My excursions around Bali have been put on hold this week due to the amount of work involving the MPC and its preparations. Just as we were promised, everything is coming together at the last minute and I’m happy to report the gods are on our side!

While in Bali, I have been provided with a unique perspective of another society both professionally and culturally, and the profound interactions between the two. Here are a few of the most interesting aspects of the Balinese way of life that I have noted:

Religion – The cornerstone of Bali:
A short stroll down a Bali street is enough to observe the prevalence of religion in everyday life. Most houses and places of business have a small temple built on the property; one can never be too far removed from a place of worship it seems. It’s common to see shop owners place offerings on the shrines or take a moment of leave from their workday to light a stick of incense and sprinkle holy water around while reciting a solemn prayer. If a permanent shrine isn’t present outside of a shop, then small banana leaf offering trays are used – the wind-blown remnants of which litter the streets like Texas tumbleweeds on a gusty day. I always glance down at the trays in passing (mostly to avoid kicking them over, talk about some bad karma…), and have noted a wide range of offerings, including flowers, food (Ritz crackers and raw eggs), incense and oddly enough: cigarettes.

Hotel shrine stacked with offerings

Hotel shrine stacked with offerings

Banana leaf offering tray

Banana leaf offering tray

Even with such an intense divine presence, I have found the beliefs of both Muslims and Hindus to be extremely non-abrasive and non-judgmental. Coming from a western society, it can easily be assumed that I don’t share in their devout beliefs, yet I have never been treated with anything but the utmost compassion and respect. Furthermore, I have never observed any friction between the two religions in the workplace, each side respecting the others’ practices, even when it includes a two-day holiday in the midst of Games preparations. It is a welcomed change from the fundamentalists I have come in contact with over the years while living in the conservative hot-bed towns of Lubbock (eight times as many churches per capita than U.S. average) and Colorado Springs (Focus on the Family, need I say more?), where in-your-face witnessing and social rifts based on religious affiliations are a common, disheartening occurrence.

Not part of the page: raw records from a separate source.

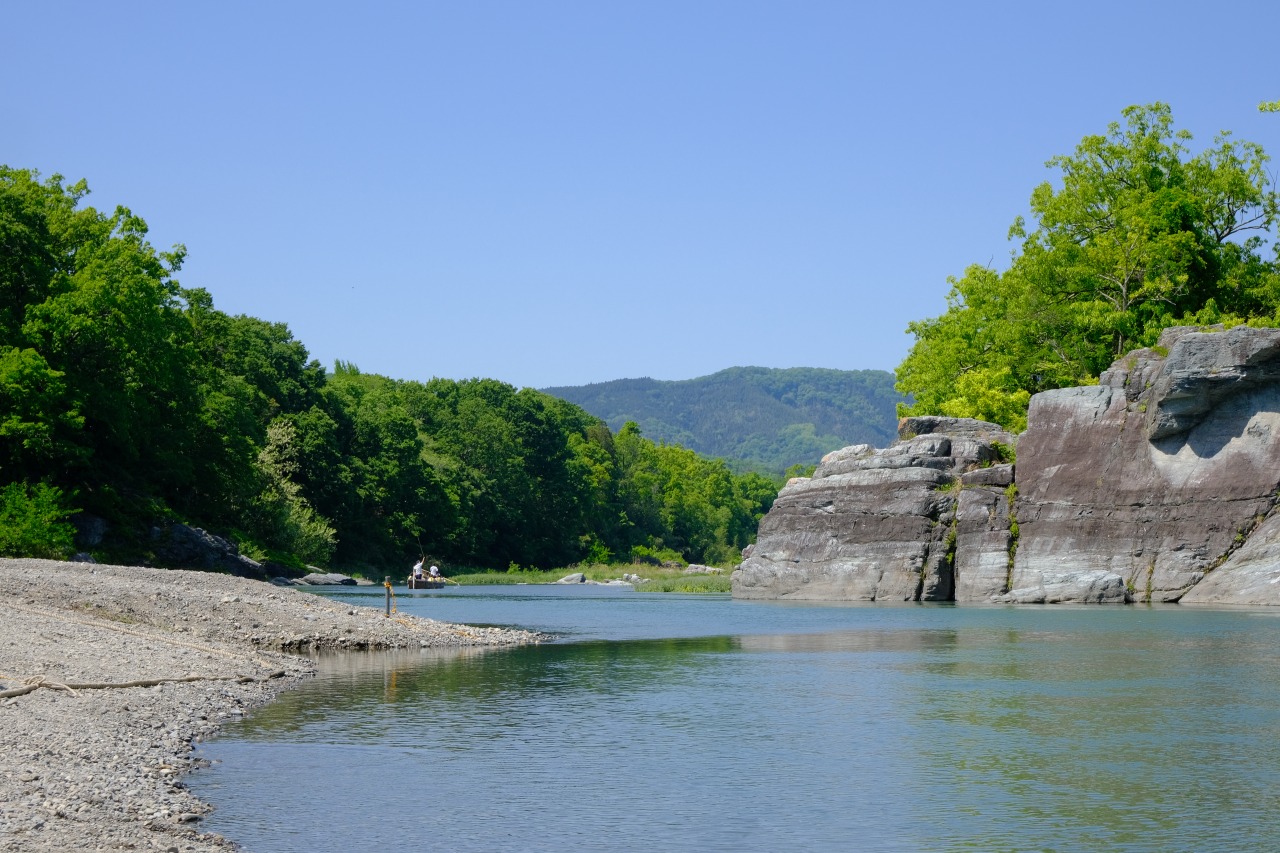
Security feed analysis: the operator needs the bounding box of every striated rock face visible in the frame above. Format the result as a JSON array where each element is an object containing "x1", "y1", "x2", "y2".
[
  {"x1": 732, "y1": 418, "x2": 1014, "y2": 601},
  {"x1": 733, "y1": 322, "x2": 1280, "y2": 605},
  {"x1": 1011, "y1": 322, "x2": 1280, "y2": 602}
]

Security – And you think we have it bad:
The lasting effects of terrorist attacks by al-Qaeda in 2002 and 2005 are still ever-present across the island. Most hotels and heavily-trafficked shopping areas have gated entrances with mirror-wielding guards to check the undersides of all vehicles. The guards also open car doors to examine passengers and the contents of bags, all the while asking questions and waving metal detectors around the interior. Lisa and I have never had any issues receiving clearance, but imagine being a suspicious looking man just trying to buy some eggs from the grocery store or check into your hotel for a vacation… what a headache. These wide-spread, daily invasions make airport security seem trivial and police presence in the States seem minimal.

About to get mirrored

About to get mirrored


Begging – For your business, not your handouts:

One of the most shocking aspects of Bali is the amount of beggars – there are none. It would seem like Bali is a beggar’s paradise: warm weather, great beaches and hordes of rich tourists all around the island, yet not a single soul has approached me for a handout. Instead, Balinese incessantly try sell their wares or services, often times “rogue” cabbies are the worst, “You want transportation? No? How about tomorrow? No? How about the next day? No? When? I will be here!” I haven’t figured out if it is pride that keeps them from asking for handouts, but in a country that sports an average yearly income of less than $1,000 USD, it is astonishing.

As always when traveling, I like to absorb the best of new cultures while becoming more aware of what makes “home” so great. With my time in Bali running low, I plan to make the most of my remaining week while soaking up as much sun, culture and good vibes as possible.